A Agência Nacional de Vigilância Sanitária (Anvisa) aprovou uma nova caneta para aplicação da tirzepatida, o princípio ativo do Mounjaro. Trata-se da KwikPen, também conhecida como Mounjaro multidose.
A grande diferença em relação à opção já disponível nas farmácias é que ela concentra, em uma só caneta, as quatro doses do mês – e o paciente não precisa ficar utilizando quatro injeções para completar o tratamento mensal.
Já comercializada no exterior, a KwikPen também foi desenvolvida pelo laboratório Eli Lilly, mas a farmacêutica ainda não divulgou a partir de quando a novidade estará à venda nas drogarias nacionais.
A seguir, o médico endocrinologista Felipe Henning Gaia Duarte, da Sociedade Brasileira de Endocrinologia e Metabologia – Regional São Paulo, esclarece o diferencial e as indicações do Mounjaro multidose.

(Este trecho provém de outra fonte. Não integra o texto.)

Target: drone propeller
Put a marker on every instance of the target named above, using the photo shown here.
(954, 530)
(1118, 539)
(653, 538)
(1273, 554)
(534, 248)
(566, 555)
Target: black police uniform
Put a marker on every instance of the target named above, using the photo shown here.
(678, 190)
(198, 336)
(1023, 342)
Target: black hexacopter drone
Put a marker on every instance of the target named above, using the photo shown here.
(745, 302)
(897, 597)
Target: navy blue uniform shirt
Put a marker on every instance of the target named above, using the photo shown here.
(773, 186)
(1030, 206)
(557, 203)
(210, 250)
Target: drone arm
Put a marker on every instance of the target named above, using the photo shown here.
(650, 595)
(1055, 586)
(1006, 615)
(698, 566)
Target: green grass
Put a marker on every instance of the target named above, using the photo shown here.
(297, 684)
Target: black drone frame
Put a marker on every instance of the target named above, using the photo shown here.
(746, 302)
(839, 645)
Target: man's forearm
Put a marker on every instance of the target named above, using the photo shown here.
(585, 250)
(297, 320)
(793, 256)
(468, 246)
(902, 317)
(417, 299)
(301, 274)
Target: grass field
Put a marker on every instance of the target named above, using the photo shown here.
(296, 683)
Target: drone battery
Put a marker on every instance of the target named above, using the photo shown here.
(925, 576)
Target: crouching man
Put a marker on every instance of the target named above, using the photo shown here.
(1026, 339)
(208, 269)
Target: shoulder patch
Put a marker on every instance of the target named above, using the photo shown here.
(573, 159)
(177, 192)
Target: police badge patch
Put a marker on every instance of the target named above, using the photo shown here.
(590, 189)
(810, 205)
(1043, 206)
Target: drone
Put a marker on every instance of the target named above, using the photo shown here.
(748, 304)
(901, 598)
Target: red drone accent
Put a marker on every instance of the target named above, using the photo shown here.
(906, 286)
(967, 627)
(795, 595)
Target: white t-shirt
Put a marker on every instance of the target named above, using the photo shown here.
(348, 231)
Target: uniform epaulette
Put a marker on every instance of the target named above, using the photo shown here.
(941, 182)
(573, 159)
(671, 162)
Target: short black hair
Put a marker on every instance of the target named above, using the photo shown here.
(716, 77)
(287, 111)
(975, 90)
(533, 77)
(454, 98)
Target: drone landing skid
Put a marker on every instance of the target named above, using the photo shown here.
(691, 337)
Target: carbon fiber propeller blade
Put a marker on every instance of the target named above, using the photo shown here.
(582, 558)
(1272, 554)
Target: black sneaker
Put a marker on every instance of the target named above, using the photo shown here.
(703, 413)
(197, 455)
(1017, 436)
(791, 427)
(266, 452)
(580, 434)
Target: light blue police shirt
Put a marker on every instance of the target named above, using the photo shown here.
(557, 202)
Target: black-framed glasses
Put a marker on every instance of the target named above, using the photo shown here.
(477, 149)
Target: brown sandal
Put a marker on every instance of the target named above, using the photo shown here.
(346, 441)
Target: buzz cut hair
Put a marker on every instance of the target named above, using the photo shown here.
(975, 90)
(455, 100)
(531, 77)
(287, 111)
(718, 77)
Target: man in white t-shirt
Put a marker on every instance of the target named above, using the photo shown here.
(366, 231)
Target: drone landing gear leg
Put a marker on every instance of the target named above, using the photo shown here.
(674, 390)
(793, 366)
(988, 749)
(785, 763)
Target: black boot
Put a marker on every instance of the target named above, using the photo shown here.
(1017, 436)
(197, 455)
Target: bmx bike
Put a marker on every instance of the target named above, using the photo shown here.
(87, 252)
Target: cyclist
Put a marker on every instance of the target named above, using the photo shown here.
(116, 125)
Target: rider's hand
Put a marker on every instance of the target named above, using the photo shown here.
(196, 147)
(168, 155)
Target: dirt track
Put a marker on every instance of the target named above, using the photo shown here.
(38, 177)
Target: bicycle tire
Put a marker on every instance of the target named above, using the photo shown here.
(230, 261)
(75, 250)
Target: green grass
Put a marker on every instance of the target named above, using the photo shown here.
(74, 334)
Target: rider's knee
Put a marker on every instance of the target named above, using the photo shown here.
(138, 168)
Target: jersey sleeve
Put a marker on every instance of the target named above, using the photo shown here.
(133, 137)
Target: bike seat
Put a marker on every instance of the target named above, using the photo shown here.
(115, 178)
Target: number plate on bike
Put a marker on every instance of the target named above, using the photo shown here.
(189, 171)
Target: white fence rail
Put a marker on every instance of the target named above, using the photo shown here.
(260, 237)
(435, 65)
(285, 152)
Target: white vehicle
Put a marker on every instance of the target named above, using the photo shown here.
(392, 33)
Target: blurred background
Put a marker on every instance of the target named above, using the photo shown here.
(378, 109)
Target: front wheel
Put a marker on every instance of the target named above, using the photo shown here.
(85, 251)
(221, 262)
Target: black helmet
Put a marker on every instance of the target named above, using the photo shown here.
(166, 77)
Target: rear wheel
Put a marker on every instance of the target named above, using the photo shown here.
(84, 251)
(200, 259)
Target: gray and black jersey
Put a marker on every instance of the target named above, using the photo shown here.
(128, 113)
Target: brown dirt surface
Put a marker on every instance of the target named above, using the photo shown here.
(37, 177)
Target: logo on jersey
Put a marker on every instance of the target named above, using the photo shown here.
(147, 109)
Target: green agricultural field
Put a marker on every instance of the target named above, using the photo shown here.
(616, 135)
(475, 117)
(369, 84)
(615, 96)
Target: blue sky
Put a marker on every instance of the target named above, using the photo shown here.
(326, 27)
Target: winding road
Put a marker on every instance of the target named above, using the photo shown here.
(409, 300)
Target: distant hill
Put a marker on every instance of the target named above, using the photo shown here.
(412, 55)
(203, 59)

“A chegada da caneta multidose (KwikPen) do Mounjaro (tirzepatida) traz uma mudança bem-vinda para quem convive com o tratamento contínuo do diabetes tipo 2 ou da obesidade. A caneta multidose é um dispositivo único que reúne as quatro doses do mês, diferentemente da versão atualmente disponível nas farmácias, que consiste em canetas de dose única descartável.
Neste caso, em vez de lidar com quatro canetas descartáveis — uma para cada aplicação semanal —, o paciente passa a contar com uma única caneta que reúne as quatro doses do mês. Na prática, isso significa menos idas à farmácia, menos material para guardar na geladeira, menos plástico descartado e, principalmente, um possível menor custo do tratamento devido ao uso de apenas um dispositivo.

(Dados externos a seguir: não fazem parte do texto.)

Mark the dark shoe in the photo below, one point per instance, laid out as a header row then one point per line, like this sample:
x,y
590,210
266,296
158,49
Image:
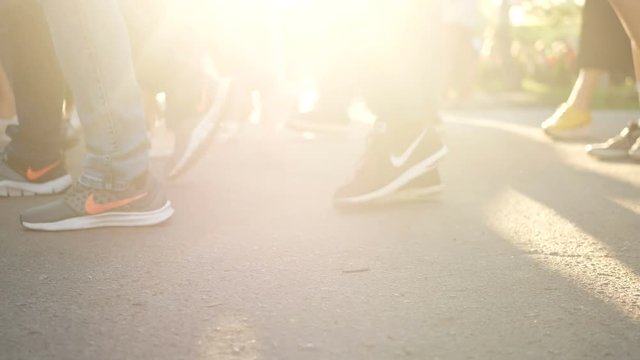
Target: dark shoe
x,y
617,147
85,208
390,162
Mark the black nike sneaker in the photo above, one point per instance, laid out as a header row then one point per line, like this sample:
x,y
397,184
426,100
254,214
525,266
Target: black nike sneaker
x,y
391,161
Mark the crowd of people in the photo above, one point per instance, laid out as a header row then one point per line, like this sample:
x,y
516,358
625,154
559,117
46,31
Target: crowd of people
x,y
107,60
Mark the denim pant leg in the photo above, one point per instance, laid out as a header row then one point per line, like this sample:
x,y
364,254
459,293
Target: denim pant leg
x,y
91,40
38,86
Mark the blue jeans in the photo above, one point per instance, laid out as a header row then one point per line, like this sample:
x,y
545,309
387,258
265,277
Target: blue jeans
x,y
91,41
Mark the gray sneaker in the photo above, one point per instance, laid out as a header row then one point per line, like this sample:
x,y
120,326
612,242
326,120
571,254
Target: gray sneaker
x,y
28,180
85,208
619,146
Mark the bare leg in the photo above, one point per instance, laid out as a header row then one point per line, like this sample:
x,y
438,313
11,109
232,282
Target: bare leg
x,y
629,13
584,88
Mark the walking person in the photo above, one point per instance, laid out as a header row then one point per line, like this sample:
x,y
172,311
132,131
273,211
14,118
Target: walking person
x,y
115,187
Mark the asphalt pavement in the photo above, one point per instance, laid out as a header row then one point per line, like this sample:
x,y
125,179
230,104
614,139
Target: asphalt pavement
x,y
531,252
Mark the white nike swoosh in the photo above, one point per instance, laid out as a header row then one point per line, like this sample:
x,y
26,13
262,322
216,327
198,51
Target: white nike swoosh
x,y
399,161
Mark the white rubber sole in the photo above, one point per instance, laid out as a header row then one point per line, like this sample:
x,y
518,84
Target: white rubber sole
x,y
203,130
412,173
411,195
108,219
606,154
17,188
574,134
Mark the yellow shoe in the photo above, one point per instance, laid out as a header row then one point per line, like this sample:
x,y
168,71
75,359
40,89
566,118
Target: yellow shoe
x,y
567,123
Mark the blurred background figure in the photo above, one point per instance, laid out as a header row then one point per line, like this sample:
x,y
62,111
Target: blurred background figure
x,y
627,143
604,49
461,21
7,104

É importante ressaltar que esta simplificação não compromete o tratamento. A caneta multidose contém exatamente o mesmo medicamento, a tirzepatida, nas mesmas doses disponíveis (de 2,5 mg a 15 mg) em canetas individuais, com a mesma eficácia e segurança.

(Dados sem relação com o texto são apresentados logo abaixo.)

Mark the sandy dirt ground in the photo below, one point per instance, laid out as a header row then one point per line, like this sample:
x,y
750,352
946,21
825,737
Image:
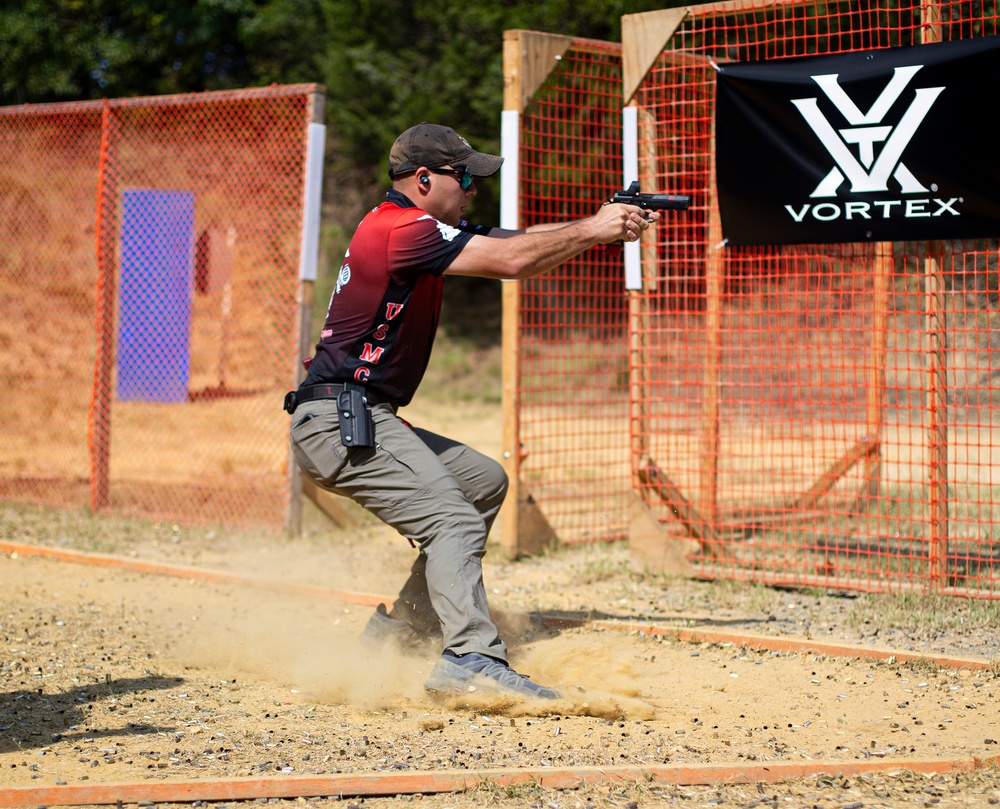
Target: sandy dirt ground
x,y
114,676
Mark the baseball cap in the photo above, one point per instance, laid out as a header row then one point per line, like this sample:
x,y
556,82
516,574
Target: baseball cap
x,y
432,145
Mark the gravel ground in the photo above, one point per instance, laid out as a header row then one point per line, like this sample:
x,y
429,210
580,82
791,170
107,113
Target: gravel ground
x,y
115,676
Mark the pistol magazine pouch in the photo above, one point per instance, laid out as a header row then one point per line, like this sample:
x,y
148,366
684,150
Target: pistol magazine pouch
x,y
356,426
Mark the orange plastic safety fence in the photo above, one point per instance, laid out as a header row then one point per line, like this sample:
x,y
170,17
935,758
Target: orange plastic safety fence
x,y
808,415
813,414
150,273
573,382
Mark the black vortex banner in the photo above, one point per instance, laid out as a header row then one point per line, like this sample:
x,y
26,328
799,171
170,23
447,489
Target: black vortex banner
x,y
885,145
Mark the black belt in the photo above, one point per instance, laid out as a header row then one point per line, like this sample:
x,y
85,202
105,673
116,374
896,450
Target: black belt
x,y
310,392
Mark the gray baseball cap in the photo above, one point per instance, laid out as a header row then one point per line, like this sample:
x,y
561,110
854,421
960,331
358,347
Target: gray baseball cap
x,y
432,146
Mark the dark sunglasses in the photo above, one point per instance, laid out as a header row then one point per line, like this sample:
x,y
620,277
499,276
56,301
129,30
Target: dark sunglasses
x,y
461,171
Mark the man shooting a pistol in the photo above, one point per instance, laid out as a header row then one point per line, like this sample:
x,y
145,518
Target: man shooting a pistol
x,y
373,351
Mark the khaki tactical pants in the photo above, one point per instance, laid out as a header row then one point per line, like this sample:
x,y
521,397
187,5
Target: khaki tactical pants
x,y
438,493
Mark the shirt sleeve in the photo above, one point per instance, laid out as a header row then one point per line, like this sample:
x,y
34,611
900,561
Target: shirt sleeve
x,y
420,244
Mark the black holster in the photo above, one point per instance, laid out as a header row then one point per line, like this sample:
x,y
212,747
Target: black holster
x,y
356,426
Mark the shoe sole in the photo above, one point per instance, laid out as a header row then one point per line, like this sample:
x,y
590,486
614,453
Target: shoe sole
x,y
455,680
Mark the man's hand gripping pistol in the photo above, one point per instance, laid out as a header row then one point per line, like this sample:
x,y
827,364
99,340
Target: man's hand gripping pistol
x,y
648,202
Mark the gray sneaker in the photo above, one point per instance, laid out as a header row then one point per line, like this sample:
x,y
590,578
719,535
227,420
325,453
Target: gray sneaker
x,y
382,629
471,672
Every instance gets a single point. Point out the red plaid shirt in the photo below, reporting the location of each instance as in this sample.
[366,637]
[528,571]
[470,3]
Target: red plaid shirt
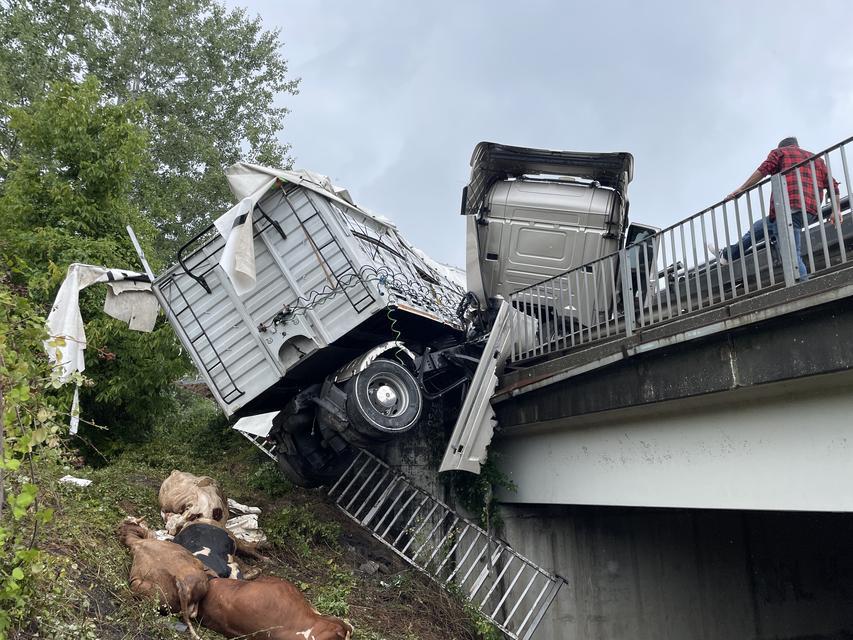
[784,158]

A tecnologia KwikPen, inclusive, já é familiar a milhares de pacientes que utilizam insulinas do mesmo fabricante, ou mesmo outras “canetas” com medicamentos para controle de peso de outros laboratórios, o que facilita o seu uso. Em resumo, trata-se de uma evolução na experiência do paciente — menos dispositivos, menos complexidade e mais flexibilidade no tratamento”.